Perlu diakui bahwa tidak semua pondok pesantren telah terselenggara dengan baik, sebagaimana hal itu juga terjadi bahwa belum semua lembaga pendidikan formal berjalan sebagaimana mestinya. Akan tetapi, akhir-akhir ini semakin diakui bahwa ternyata pesantren menyimpan kekuatan yang justru tidak dimiliki oleh lembaga pendidikan formal. Hubungan kyai dan santri yang terbangun secara kokoh, sehingga peran kyai tidak sebatas sebagai pengajar, melainkan juga sebagai pamong, pembimbing, pengasuh, pendidik dan bahkan menjadikan santri sebagaimana layaknya anak mereka sendiri, adalah suasana yang patut dikembangkan dalam proses pendidikan di mana saja termasuk di lembaga pendidikan formal. Hubungan-hubungan formal dan bahkan transaksional tidak terjadi di pondok pesantren.
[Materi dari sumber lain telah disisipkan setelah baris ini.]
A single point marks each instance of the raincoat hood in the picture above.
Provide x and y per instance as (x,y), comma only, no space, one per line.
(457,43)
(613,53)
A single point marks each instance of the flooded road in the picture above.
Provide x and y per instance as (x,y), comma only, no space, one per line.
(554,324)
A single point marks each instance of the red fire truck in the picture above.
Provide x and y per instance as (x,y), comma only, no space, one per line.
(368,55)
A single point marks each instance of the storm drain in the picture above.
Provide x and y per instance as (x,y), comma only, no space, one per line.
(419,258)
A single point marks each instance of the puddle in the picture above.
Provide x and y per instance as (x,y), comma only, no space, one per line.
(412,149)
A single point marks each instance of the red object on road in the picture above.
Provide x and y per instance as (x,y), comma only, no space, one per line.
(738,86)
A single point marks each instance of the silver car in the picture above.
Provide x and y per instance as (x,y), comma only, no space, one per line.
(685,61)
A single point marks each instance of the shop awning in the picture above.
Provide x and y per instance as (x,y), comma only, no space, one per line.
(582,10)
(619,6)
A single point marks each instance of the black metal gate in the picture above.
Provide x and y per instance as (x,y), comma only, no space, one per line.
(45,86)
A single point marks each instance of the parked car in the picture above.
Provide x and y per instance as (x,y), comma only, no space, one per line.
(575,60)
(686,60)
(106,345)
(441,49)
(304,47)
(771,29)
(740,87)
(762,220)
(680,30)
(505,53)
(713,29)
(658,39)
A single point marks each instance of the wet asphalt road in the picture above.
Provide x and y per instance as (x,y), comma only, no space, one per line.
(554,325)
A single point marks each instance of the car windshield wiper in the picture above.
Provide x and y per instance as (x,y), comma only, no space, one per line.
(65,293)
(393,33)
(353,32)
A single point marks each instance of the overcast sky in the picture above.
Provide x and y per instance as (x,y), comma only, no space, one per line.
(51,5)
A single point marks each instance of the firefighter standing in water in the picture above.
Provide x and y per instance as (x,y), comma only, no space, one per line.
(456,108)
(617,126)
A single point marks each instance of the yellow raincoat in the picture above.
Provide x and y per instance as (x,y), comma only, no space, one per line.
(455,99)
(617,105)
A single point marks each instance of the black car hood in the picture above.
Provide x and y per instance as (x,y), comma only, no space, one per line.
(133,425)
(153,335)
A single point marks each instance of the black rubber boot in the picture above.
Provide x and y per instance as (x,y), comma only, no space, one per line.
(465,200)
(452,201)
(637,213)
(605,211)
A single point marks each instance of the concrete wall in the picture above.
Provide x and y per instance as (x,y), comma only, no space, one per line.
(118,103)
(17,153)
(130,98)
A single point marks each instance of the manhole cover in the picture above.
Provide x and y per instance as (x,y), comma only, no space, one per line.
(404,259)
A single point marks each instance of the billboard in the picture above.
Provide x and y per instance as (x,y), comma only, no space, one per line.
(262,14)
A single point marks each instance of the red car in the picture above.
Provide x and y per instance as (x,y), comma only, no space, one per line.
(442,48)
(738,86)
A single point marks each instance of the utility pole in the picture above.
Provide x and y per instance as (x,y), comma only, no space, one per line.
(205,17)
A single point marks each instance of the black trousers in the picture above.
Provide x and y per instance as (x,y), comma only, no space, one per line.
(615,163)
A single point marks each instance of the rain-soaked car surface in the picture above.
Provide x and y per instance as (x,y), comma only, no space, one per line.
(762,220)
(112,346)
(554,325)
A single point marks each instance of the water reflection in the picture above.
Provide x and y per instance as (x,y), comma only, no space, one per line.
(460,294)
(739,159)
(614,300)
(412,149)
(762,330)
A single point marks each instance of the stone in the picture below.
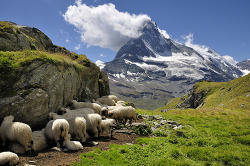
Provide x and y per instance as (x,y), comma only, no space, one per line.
(41,87)
(94,143)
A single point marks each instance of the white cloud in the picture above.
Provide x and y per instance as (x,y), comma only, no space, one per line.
(230,60)
(104,25)
(164,33)
(102,55)
(77,47)
(100,64)
(202,49)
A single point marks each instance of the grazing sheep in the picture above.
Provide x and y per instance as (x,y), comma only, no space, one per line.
(17,148)
(104,111)
(16,132)
(67,115)
(108,125)
(106,101)
(113,97)
(93,124)
(129,114)
(77,128)
(123,114)
(40,140)
(9,158)
(57,131)
(76,111)
(77,105)
(77,124)
(120,103)
(73,145)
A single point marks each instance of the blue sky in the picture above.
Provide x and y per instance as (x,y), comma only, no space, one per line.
(222,25)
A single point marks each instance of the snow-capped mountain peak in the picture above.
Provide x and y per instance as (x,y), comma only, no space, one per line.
(152,64)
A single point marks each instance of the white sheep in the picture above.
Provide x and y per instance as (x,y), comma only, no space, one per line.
(93,124)
(108,125)
(129,114)
(113,97)
(9,158)
(77,124)
(107,101)
(120,103)
(57,131)
(16,132)
(73,145)
(77,128)
(123,114)
(17,148)
(94,106)
(76,111)
(40,140)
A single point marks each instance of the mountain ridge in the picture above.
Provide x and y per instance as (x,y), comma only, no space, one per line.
(153,62)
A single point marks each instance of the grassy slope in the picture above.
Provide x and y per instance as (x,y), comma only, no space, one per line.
(210,136)
(12,62)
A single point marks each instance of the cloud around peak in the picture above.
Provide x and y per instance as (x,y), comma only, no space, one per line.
(104,25)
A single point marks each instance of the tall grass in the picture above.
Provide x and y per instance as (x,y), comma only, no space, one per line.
(209,137)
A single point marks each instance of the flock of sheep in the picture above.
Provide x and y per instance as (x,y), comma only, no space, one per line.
(67,128)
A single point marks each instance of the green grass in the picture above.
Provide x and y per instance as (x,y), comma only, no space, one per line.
(210,136)
(12,64)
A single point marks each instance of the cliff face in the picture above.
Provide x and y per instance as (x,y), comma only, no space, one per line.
(34,83)
(14,37)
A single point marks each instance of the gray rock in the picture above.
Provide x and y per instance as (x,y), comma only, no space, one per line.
(56,149)
(173,122)
(94,143)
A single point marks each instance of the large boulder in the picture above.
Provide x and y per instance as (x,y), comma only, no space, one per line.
(42,83)
(43,87)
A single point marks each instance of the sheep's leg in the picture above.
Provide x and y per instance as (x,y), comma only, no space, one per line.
(107,132)
(96,132)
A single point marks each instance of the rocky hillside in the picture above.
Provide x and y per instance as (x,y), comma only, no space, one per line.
(234,94)
(244,65)
(37,77)
(152,68)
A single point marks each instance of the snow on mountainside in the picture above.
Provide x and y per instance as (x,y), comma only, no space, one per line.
(153,68)
(244,66)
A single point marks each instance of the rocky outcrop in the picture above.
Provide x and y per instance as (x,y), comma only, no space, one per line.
(44,87)
(41,86)
(14,37)
(193,99)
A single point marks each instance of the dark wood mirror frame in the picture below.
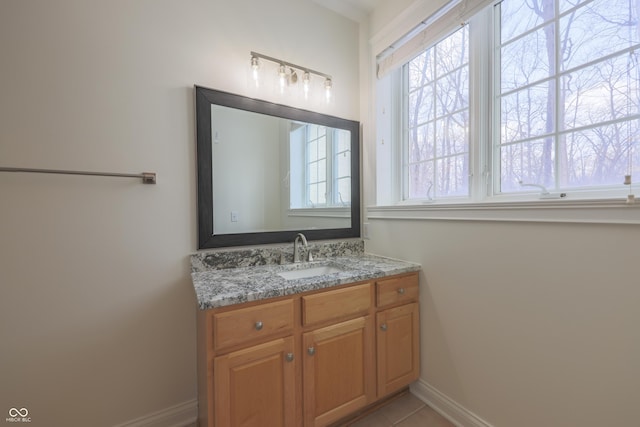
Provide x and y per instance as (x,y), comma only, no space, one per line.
(205,98)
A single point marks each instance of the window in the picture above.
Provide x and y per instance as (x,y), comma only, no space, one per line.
(528,100)
(568,94)
(437,120)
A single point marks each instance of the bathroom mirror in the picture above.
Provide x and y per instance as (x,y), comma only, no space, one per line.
(268,171)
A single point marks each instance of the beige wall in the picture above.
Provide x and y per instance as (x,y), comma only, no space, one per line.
(527,324)
(523,324)
(97,313)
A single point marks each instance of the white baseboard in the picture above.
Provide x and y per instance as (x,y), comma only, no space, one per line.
(447,407)
(180,415)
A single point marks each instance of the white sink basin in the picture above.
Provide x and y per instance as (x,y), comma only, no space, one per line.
(305,273)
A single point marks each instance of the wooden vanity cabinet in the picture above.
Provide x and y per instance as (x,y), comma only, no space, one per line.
(338,358)
(397,333)
(256,386)
(309,359)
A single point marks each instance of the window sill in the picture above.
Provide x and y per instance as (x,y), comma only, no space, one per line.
(609,211)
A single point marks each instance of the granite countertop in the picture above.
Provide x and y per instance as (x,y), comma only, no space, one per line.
(222,287)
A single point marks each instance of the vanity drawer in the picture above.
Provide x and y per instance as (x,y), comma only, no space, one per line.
(333,304)
(396,290)
(246,324)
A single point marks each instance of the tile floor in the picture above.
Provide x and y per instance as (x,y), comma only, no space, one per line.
(405,411)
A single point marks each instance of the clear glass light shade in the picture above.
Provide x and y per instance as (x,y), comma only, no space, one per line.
(255,69)
(328,85)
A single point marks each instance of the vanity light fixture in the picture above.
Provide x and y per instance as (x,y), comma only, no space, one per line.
(288,75)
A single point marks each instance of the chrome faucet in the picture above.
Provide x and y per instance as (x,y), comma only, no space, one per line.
(296,247)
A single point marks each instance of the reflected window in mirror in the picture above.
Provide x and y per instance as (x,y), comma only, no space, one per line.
(320,167)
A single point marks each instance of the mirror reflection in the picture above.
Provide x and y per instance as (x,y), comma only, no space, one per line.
(272,173)
(267,171)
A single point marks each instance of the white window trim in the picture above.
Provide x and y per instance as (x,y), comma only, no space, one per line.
(611,211)
(483,205)
(321,212)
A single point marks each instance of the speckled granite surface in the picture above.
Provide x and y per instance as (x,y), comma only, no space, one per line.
(204,261)
(219,287)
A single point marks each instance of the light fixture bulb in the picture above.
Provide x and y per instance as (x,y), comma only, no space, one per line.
(306,81)
(255,67)
(282,74)
(327,89)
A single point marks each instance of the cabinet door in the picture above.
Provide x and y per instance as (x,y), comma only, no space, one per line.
(398,348)
(255,387)
(338,371)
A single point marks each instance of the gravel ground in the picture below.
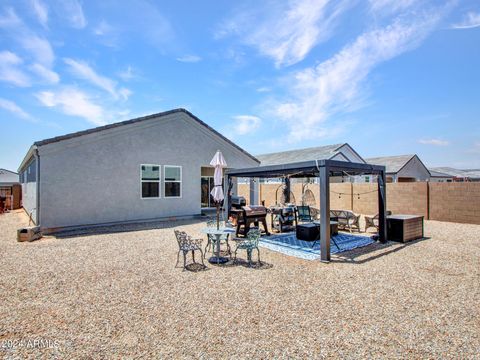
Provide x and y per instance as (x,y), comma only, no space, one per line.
(118,295)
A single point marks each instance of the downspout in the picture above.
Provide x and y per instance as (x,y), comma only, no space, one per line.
(37,162)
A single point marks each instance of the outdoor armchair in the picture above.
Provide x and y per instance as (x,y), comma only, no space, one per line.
(303,214)
(249,244)
(346,219)
(185,244)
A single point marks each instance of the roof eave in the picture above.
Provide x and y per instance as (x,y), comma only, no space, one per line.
(28,156)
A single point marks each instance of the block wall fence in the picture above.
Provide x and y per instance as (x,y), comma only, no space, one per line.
(454,202)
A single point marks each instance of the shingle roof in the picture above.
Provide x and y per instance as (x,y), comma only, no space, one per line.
(436,173)
(292,156)
(392,164)
(467,173)
(136,120)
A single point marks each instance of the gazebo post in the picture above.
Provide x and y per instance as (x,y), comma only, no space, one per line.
(254,191)
(324,175)
(382,207)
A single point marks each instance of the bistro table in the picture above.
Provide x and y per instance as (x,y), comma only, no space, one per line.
(217,259)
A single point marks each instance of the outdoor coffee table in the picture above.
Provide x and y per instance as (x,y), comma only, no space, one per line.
(218,234)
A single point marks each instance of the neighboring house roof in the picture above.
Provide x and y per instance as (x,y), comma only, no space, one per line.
(472,173)
(8,177)
(128,122)
(314,153)
(434,173)
(459,173)
(393,164)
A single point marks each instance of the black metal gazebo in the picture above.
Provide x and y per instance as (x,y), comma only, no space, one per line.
(321,169)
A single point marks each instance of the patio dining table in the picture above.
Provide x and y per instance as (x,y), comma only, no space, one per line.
(217,259)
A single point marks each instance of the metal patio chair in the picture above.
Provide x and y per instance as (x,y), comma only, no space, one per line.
(185,244)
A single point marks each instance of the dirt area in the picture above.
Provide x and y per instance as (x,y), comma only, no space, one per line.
(119,295)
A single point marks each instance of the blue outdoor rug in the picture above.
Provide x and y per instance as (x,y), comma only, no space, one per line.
(288,244)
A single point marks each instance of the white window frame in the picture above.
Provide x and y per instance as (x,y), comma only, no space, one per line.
(165,181)
(159,181)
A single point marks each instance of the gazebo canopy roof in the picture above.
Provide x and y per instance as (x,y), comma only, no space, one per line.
(308,169)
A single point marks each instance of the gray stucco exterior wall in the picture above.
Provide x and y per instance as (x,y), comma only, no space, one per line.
(29,199)
(95,178)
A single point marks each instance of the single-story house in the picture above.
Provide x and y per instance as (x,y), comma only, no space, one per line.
(459,175)
(402,168)
(438,176)
(10,189)
(147,168)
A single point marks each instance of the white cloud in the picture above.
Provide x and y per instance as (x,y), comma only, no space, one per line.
(73,102)
(435,142)
(10,71)
(14,109)
(41,11)
(286,32)
(38,46)
(264,89)
(335,86)
(189,58)
(470,20)
(46,74)
(84,71)
(245,124)
(390,6)
(72,10)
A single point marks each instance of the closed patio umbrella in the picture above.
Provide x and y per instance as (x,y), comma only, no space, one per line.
(219,163)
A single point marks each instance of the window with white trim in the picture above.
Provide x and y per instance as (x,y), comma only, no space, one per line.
(172,181)
(150,178)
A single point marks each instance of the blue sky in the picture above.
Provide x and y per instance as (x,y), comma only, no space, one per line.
(389,77)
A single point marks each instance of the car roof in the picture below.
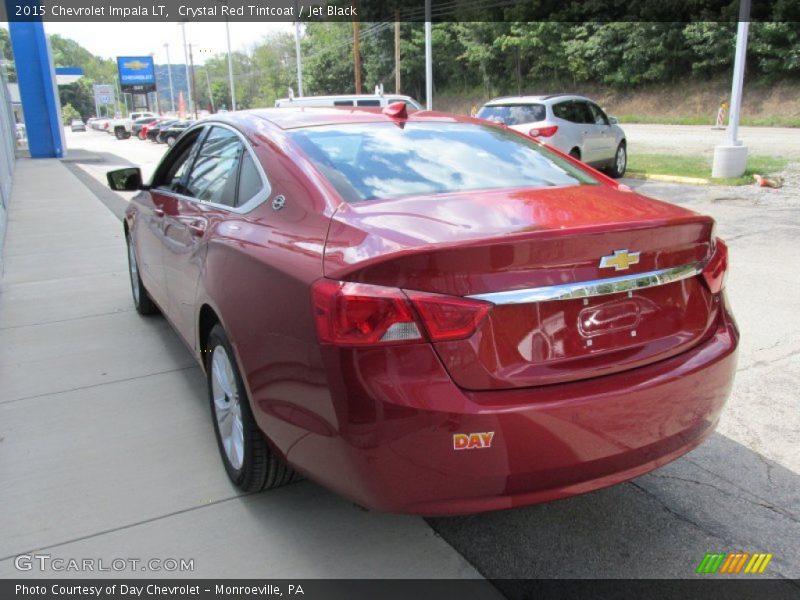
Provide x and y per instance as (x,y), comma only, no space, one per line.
(345,97)
(533,99)
(307,116)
Kyai dan santri dengan berada di satu tempat dilengkapi dengan masjid, perpustakaan serta sarana lainnya, maka nilai-nilai pendidikan yang sesungguhnya lebih memungkinkan diimplementasikan.
Lebih dari itu, banyak aspek keberhasilan pendidikan justru diraih oleh pesantren dan tidak demikian oleh sekolah umum. Sekadar sebagai contoh, tidak sedikit perguruan tinggi yang masih gagal mengembangkan kemampuan berbahasa asing,--Arab dan Inggris, tetapi ternyata pesantren seperti Annuqayah Guluk-Guluk Sumenep, Al-Amien Perinduan Sumenep Madura, yang berada di pedesaan, ternyata berhasil. Terasa ironis justru pendidikan umum dan bahkan termasuk banyak perguruan tinggi di kota besar masih belum berhasil mengejar kemajuan beberapa pondok pesantren tersebut. Selain itu alumni pondok pesantren tidak sedikit yang mampu melakukan kepemimpinan, apalagi dalam kehidupan agama di masyarakat, sekalipun mereka tanpa gelar sarjana. Sementara, alumni perguruan tinggi yang telah terlanjur dibekali gelar berpanjang-panjang, ternyata jangankan mencarikan pekerjaan untuk orang lain, sementara untuk memenuhi kebutuhan dirinya sendiri saja masih banyak yang kebingungan.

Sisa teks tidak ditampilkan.